Some of you were asking, not always nicely, for things we already provide.
“You cannot successfully book tix on your phone (check your analytics, how much of your traffic was mobile?). The site is very frankly, sh*t, on mobile.” We checked and 47% of traffic was mobile. Maybe you were using Explorer, in which case you’d have encountered problems whatever your device.
“I'd like my wishlist to be retained as a reminder of films I still want to see.”
“Sometimes it's difficult to choose a movie. Maybe there is a way to filter the options? Or show films by time and dates?”
“Make the ticketing digital. Showing your ticket on phone should be the way to go.”
“Maybe a ten-trip discount would be good.” It is good in Auckland, Masterton and Wellington (where it is automatic if you buy online). In Dunedin, Timaru and Christchurch our venues offer a five-trip pass.
“It would be nice to create a list that would notify you when a second screening (of a sold-out film) becomes available.” You need to opt in to receive notifications.
“Every year I attempt to invite others to join me for films. How could you make it easier?” It is already easy: just share your wishlist.
Some were asking for things we wish we had the power to provide.
“I would really appreciate some kind of discount/benefit to use public transport.”
“Ban large hair dos.”
“The movies should come back to a dedicated movie theatre so we can see the ones we couldn’t fit into our schedule and also revisit the ones we loved.”
“If there's an algorithm to allow it, it would be awesome to have a short row (kids) and a giants row, alternating.” Obviously contributed by a giant.
“Would be good if it overlapped completely with the school holidays.” NZIFF opens in different cities on successive weekends between July and September. Lining up our venues to achieve this is a logistical challenge every year. We’d rarely have the flexibility to stipulate school holiday dates, even if we wanted to.
“Parking needs to be more thought out for the Festival and costs reduced.” (Wellington)
“Get the programme out earlier.” We could achieve that by forgoing all the new films from Cannes – and several of the new films from New Zealand too. Six of our most attended ten films this year were secured in the week before our print deadline.
“Why do I have to search for trailers? There should be trailers for every film on the website.” We’d like that too. When films are as new as many of those we programme, the trailer may still be a work in progress. Many a sales agent, producer or distributor can testify that we’re on their case when it comes to the late delivery of promotional material.
“Bring back the Paramount!”
Some pictured us just the way we like to picture ourselves.
To reframe the floral metaphor of this year’s poster art, we received a gratifying number of bouquets this year. Here are four that really touched us where we’d like to shine.
“The Civic Theatre screening of The General was fantastic and will be a favourite memory for years to come. The live APO performance was superb. The audience were happy and the introduction address allowed time for late comers to be seated.

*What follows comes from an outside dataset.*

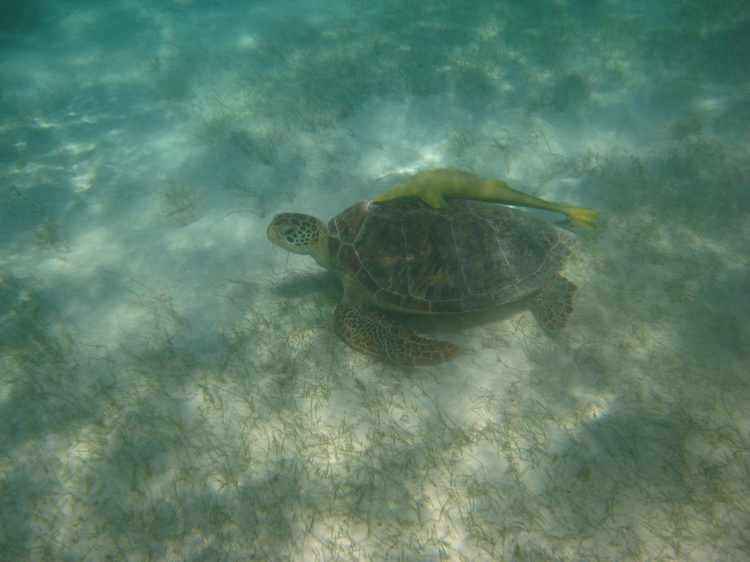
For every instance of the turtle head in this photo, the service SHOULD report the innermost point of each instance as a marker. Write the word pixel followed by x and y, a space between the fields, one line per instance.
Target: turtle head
pixel 301 234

A real treat to once again enjoy this unique iconic treasure of a venue. The staff were excellent too. Top marks all round.”
“You bring a wonderful world to us in Taranaki and stimulate great thought and conversations. Thank you.”
“You not only have the best brochure but the best website of ANY film festival I’ve attended.”
“Another killer line-up, team. Every year I am stunned that you put together a programme so rich and varied that, even with unlimited free time available, I could not possibly see everything of interest. Keep spoiling us. Viva cinema!”
Thank you to everyone who took the time to contribute to our annual survey. See you at the movies soon.